That’s a lot of law enforcement, even if all of it isn’t expended on catching migrants at the border or in the workplace. There are cargo holds to check and such.
But here’s what we get for this effort.
“No net new illegal immigration from Mexico for the first time in 40 years,” according to the report. And Border Patrol apprehensions from 2000 to 2011 have dropped from 1.6 million to 340,252. The number of deportations in President Barack Obama’s four years approached all that occurred in George W. Bush’s eight years.
A lot of folks believe this points to too much enforcement. But no way does it say not enough, even if the economy had something to do with that net zero migration.
It’s as if, fearing erosion in the military-industrial complex, we have to gin up a migrant-industrial complex.
Someone is going to have to tell me just how much border security is enough.
Herman Cain’s alligator moats and electrified fences? Some formula concocted by a commission on which Arizona Gov. Jan Brewer and Texas’ Rick Perry sit? Not until all the money we were spending on Iraq and Afghanistan is being spent in Brownsville and Eagle Pass? Until no drugs get across? (Hint: That won’t happen as long as there are so many buyers on this side ).

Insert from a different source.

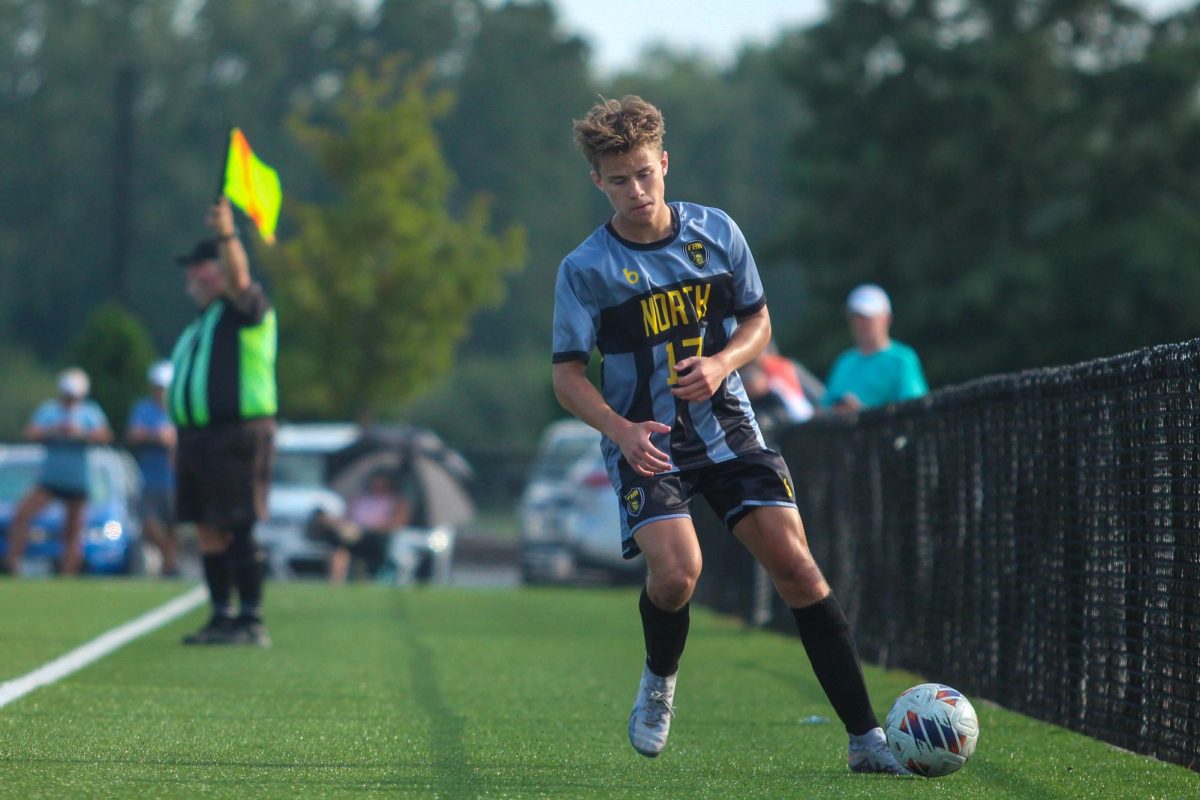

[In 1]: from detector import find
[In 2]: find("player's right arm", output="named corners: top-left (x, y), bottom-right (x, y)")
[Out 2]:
top-left (553, 361), bottom-right (671, 476)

Now, if they’re really talking about internal enforcement — cracking down on employers — there’s the makings of compromise there.
But, c’mon, the border is as secure as it gets, short of a dividing line that mimics the one between South and North Korea, complete with our own DMZ.
Deal killer? Get real. If that’s the deal, the folks on that side should have the good grace to declare victory.